Once unfractionated heparin binds with antithrombin, a conformational change takes place in antithrombin that accelerates its activity 1,000- to 4,000-fold.³ The principal anticoagulant effects of activated antithrombin are inactivation of activated factors X and IX. Because of the length of the molecule beyond the pentasaccharide sequence, the unfractionated heparin molecule also binds antithrombin and thrombin (activated factor II) together to form a ternary complex that inactivates thrombin (Figure 4). The anticoagulant mechanism of inactivation of activated factor X occurs only through unfractionated heparin binding to antithrombin and not through the formation of the ternary complex.¹⁶

The principal therapeutic limitations of unfractionated heparin arise from the heterogeneity of molecule sizes, which alters both anticoagulant activity and pharmacokinetic properties. Only one-third of unfractionated heparin has antithrombin-mediated anticoagulant activity. Larger unfractionated heparin molecules are cleared more quickly, resulting in an excess of lower-molecular-weight molecules. This disparity causes a nonlinear relationship between APTT and heparin activity. In addition, unfractionated heparin must be administered by subcutaneous injection three or four times a day, has a narrow therapeutic index, and may not have a predictable response in all individuals.^2,14

Low-molecular-weight heparins

As with unfractionated heparin, once the pentasaccharide sequence of low-molecular-weight heparin binds with antithrombin, the function of antithrombin is catalyzed, increasing the activity of antithrombin 1,000- to 4,000-fold. But in contrast to unfractionated heparin, the relatively small size of low-molecular-weight heparin allows binding to antithrombin only, thereby avoiding concurrent binding of thrombin and the production of ternary complexes.² Therefore, low-molecular-weight heparin causes a greater inhibition of activated factor X than does thrombin (Figure 4), while unfractionated heparin has equivalent inhibition of activated factor X and thrombin.²

Even though APTT evaluates both the intrinsic and common pathways, and factor X is a part of the common pathway, lack of thrombin (factor II) binding and subsequent formation of ternary complexes by low-molecular-weight heparin results in less of an impact on the common pathway than is seen with unfractionated heparin and explains the lack of an increase in APTT in patients treated with low-molecular-weight heparin. Because the molecules are of a similar size, they are cleared at a similar rate, resulting in a more predictable anticoagulant effect.

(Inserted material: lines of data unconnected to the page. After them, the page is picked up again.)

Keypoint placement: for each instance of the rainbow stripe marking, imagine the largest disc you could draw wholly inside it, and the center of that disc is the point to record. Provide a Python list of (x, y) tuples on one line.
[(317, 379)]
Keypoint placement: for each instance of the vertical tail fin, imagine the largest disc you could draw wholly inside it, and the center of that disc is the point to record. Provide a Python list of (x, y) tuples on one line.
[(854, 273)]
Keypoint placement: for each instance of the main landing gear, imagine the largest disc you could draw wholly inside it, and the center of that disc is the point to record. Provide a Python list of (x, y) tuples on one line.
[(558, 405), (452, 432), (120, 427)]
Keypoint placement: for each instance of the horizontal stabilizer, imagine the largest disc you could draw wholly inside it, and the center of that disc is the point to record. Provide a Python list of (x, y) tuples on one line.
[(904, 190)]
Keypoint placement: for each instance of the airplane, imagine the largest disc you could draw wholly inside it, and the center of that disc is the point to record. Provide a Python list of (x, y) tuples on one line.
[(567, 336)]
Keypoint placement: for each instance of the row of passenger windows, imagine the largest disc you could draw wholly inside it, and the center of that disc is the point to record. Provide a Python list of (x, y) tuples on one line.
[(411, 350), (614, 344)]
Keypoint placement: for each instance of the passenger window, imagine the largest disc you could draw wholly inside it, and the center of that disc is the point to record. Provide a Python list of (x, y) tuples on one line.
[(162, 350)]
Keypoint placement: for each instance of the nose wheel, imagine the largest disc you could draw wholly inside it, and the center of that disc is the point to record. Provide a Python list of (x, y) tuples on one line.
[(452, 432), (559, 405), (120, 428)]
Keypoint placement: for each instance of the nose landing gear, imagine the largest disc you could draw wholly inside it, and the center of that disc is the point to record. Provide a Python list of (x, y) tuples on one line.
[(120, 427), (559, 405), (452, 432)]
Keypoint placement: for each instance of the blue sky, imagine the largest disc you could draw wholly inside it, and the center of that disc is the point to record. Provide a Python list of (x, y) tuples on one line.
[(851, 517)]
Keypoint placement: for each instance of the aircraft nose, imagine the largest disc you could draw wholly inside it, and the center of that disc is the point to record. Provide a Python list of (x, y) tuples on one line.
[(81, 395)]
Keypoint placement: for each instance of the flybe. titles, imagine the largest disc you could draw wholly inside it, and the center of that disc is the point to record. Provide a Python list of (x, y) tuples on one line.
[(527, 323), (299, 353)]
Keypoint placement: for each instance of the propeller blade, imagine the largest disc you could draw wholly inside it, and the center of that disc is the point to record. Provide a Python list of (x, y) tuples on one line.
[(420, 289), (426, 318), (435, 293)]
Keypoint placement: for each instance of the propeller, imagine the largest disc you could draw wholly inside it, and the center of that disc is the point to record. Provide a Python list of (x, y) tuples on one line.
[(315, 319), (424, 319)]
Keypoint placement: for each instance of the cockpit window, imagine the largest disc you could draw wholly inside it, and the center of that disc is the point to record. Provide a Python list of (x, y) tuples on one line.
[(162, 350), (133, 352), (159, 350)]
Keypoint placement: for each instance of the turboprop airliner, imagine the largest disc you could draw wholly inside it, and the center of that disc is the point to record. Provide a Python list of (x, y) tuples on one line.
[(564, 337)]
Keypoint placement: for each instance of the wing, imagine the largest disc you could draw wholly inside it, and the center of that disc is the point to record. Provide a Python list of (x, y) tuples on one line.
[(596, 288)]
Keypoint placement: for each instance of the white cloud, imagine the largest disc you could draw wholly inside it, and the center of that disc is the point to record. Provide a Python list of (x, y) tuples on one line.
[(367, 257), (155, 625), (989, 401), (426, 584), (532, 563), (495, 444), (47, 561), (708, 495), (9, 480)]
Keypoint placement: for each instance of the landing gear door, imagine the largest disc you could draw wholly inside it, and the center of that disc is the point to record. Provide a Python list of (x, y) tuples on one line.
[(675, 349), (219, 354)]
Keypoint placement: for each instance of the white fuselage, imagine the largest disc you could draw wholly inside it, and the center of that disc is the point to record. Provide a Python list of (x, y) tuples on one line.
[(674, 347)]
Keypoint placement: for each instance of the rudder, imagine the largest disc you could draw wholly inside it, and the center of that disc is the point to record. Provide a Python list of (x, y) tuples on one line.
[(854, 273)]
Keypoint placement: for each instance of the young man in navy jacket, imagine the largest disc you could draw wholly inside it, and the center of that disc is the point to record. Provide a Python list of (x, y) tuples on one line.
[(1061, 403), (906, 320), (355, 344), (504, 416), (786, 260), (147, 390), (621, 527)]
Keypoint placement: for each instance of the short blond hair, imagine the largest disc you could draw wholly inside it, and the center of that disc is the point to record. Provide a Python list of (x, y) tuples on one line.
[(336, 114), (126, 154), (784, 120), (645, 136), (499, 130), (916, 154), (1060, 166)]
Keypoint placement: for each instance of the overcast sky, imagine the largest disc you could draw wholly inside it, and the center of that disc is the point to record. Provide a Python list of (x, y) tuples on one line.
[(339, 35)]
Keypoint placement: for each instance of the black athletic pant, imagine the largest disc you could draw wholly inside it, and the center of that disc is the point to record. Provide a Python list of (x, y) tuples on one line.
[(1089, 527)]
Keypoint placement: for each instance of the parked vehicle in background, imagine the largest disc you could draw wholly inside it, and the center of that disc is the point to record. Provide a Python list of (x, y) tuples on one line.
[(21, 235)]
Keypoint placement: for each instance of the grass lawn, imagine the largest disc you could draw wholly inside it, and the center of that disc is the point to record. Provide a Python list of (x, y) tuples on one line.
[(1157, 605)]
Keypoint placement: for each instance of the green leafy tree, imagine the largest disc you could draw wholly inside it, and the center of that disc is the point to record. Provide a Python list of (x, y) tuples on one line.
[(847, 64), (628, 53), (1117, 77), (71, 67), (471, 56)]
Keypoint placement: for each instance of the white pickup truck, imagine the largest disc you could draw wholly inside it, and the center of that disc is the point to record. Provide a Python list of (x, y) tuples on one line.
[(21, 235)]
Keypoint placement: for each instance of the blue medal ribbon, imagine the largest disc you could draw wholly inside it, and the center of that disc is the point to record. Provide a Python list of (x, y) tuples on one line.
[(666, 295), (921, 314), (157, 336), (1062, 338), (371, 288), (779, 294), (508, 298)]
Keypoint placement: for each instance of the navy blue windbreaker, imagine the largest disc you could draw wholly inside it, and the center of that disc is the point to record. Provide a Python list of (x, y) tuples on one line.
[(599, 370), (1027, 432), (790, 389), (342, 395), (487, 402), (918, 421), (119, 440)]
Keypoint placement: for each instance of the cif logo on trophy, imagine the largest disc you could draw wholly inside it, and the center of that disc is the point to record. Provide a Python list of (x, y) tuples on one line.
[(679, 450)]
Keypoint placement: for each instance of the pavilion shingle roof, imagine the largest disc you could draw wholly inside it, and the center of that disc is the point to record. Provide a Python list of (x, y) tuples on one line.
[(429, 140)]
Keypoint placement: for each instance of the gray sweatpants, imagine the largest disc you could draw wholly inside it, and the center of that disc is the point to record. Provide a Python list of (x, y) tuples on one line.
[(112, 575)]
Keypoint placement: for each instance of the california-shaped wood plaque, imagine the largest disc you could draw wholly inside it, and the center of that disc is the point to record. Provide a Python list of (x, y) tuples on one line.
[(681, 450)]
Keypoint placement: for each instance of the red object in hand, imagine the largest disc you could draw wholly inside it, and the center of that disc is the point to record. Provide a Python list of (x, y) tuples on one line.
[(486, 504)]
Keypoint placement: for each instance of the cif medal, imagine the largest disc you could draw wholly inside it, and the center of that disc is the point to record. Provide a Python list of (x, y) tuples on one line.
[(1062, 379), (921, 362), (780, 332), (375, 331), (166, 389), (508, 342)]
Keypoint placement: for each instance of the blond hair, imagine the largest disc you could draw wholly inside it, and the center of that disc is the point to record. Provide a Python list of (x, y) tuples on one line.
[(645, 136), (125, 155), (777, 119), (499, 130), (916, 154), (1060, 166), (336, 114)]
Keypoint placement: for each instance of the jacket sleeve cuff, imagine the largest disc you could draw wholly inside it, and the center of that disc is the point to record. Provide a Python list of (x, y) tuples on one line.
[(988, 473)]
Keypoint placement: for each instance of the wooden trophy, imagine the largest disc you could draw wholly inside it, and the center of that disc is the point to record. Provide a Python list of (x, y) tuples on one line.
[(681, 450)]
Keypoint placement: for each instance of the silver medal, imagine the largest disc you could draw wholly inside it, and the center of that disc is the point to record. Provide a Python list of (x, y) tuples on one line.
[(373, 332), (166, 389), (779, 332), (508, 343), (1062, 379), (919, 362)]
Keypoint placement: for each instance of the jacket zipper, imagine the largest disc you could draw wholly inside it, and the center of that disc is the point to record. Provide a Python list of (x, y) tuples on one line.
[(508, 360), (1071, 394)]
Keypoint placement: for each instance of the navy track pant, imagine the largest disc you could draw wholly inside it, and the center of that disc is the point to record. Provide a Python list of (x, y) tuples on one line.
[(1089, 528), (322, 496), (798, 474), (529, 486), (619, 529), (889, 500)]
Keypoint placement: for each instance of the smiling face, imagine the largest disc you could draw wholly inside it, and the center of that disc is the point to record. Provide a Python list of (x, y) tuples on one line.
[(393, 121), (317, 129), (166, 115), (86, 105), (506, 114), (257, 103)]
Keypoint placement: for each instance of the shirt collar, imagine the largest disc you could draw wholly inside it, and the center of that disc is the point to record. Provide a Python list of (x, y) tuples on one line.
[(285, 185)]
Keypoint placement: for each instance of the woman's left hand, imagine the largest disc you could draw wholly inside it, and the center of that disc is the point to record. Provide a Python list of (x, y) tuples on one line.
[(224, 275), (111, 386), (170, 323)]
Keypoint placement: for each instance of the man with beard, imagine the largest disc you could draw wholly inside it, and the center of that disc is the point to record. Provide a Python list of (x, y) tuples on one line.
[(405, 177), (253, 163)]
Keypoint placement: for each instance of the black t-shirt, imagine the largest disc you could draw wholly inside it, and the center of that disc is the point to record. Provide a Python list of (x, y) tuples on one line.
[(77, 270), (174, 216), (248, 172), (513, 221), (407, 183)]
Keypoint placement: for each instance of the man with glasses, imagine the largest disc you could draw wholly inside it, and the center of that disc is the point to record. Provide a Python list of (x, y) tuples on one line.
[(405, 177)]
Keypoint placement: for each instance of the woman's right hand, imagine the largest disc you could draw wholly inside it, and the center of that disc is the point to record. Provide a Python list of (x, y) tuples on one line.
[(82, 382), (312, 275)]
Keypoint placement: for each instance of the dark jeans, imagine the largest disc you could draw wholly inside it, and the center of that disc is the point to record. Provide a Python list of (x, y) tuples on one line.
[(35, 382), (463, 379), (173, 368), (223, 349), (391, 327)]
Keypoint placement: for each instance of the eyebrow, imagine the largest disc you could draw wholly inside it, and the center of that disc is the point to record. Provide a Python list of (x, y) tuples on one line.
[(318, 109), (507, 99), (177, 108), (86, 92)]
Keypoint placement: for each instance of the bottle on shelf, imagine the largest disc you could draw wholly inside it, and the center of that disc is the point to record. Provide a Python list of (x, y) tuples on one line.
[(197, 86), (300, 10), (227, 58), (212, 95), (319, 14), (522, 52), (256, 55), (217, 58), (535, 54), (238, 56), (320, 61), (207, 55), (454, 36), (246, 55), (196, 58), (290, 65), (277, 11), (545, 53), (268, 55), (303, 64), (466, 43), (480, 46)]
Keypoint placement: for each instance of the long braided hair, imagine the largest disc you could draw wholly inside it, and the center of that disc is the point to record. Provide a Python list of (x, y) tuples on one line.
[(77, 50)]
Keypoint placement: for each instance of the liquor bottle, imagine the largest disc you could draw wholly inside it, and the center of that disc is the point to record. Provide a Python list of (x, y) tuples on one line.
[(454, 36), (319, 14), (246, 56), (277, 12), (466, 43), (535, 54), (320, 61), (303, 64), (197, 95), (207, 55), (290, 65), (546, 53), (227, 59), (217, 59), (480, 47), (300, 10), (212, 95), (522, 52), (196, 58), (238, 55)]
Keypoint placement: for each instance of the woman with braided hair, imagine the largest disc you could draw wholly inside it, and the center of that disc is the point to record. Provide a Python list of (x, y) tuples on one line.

CLINICAL INDICATIONS AND PROTOCOLS FOR HEPARIN THERAPY

In people, prophylaxis of thrombosis is indicated for a number of conditions associated with hypercoagulability, such as pregnancy with risk of thrombosis, certain soft tissue and orthopedic surgeries, joint replacement procedures, acute spinal cord injury, multiple trauma, and ischemic stroke.² Anticoagulant therapy is administered after established deep vein thrombosis, unstable angina, and ischemic stroke to prevent additional thromboses.²

In veterinary patients, thromboprophylaxis should be considered when conditions associated with hypercoagulability are diagnosed (Table 1). The decision to initiate thromboprophylaxis should be tempered by clinical evidence. For example, although hyperadrenocorticism is a risk factor for thromboembolic disease in dogs, if the patient is newly diagnosed, has minimal clinical signs, and is undergoing definitive treatment, the clinician may elect to delay heparin therapy. If the patient is more severely affected by the underlying disease or has multiple risk factors (e.g. hyperadrenocorticism and septicemia from a concurrent infection), the clinician would more strongly consider prophylaxis.